Recommended reading (I might rename this "in case you know someone still not taking this seriously"):
"‘It will not be pretty’: State preparing to make life-or-death decisions if coronavirus overwhelms health care system" -- Seattle/King County's chief public health officer tweeted this article last night, with the advice "If you're wondering if you really need to stay home and avoid ALL non-essential contact, this should straighten you out:" Washington state and hospital officials have been meeting to consider what once was almost unthinkable — how to decide who lives and dies if, as feared, the coronavirus pandemic overwhelms the state’s health care system. “We don’t want to do it. We don’t think we should have to do it,” said Cassie Sauer, chief executive of the Washington State Hospital Association, which along with state and local health officials has been involved in refining what Sauer called a”crisis standard of care” — essentially guidelines to health care officials on who should receive treatment and who should be left to die.
"Funeral Homes Change Their Practices In Response to Coronavirus"-- Washington state officials this week banned funerals and memorial services until the end of the month, with that moratorium likely to be extended indefinitely. Burials are now "delivery only," meaning that only mortuary workers are allowed at the grave site.
"In Italy, Coronavirus Takes a Higher Toll on Men" -- The coronavirus is striking, and felling, more Italian men than women, and some experts are warning that being male may be a risk factor for the illness, just as older age is.
"Young adults under age 44 make up a big part of coronavirus hospitalizations in the US" -- Up to 20% of people hospitalized with coronavirus in the United States are young adults between ages 20 to 44, a new federal study shows. (At least I can go back to calling myself a young adult and not a "woman who works at a global health organization!!")
"Former intelligence chiefs: Trump’s removal of experts is deeply destructive to our nation’s safety" -- A bipartisan group former US intelligence chiefs, including Trump's own Director of National Intelligence and W's head of the CIA wrote: "We cannot let the covid-19 pandemic be a cover for the deeply destructive path being pursued by the Trump administration."
COVID-19 Quote of the Day:
“To be hopeful in bad times is not just foolishly romantic. It is based on the fact that human history is a history not only of cruelty, but also ofcompassion, sacrifice, courage, kindness.

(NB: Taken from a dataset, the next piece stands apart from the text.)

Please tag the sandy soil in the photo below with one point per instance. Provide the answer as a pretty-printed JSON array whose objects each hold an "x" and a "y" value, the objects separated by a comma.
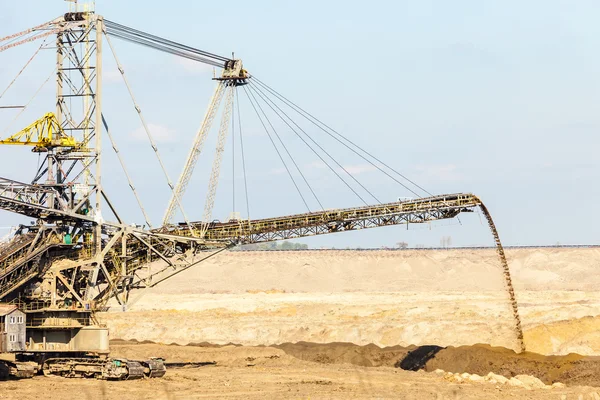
[{"x": 266, "y": 372}]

What we choose to emphasize in this complex history will determine our lives. If we see only the worst, it destroys our capacity to do something. If we remember those times and places—and there are so many—where people have behaved magnificently, this gives us the energy to act, and at least the possibility of sending this spinning top of a world in a different direction. And if we do act, in however small a way, we don’t have to wait for some grand utopian future. The future is an infinite succession of presents, and to live now as we think human beings should live, in defiance of all that is bad around us, is itself a marvelous victory.”
― Howard Zinn
If You Need Something to Make You Smile:
Highly recommend googling "owl legs"
COVID-19 Poem of the Day:
My friend Jess recommended a new podcast series On Being has been doing called Poetry Unbound. Every Monday and Friday Pádraig Ó Tuama reads one poem. provides a short reflection/meditation on it, and then reads it again. For whatever reason I'm still incapable of listening to podcasts (I just read the transcripts), but even I listened to this one this morning.
I was on a google hangout with Jess and others last night, and at our friend Paul's recommendation, we all shared something we read, or listened to, or did that week that brought us some relief or joy. My highlight was the number of people I've heard from who I haven't been in touch with in years. There has been something so grounding and reassuring to me about that sense of connection, and that's what I was reminded of again listening to this poem this morning.
“Long Years apart — can make no
Breach a second cannot fill —
The absence of the Witch does not
Invalidate the spell —
The embers of a Thousand Years
Uncovered by the Hand
That fondled them when they were Fire
Will stir and understand —”
-Emily Dickinson
___
I bought a bouquet of tulips earlier this week, and this is somehow what they've blossomed into. They feel kind of magical to me, like maybe a witch cast a spell on them a thousand years ago. Sending love.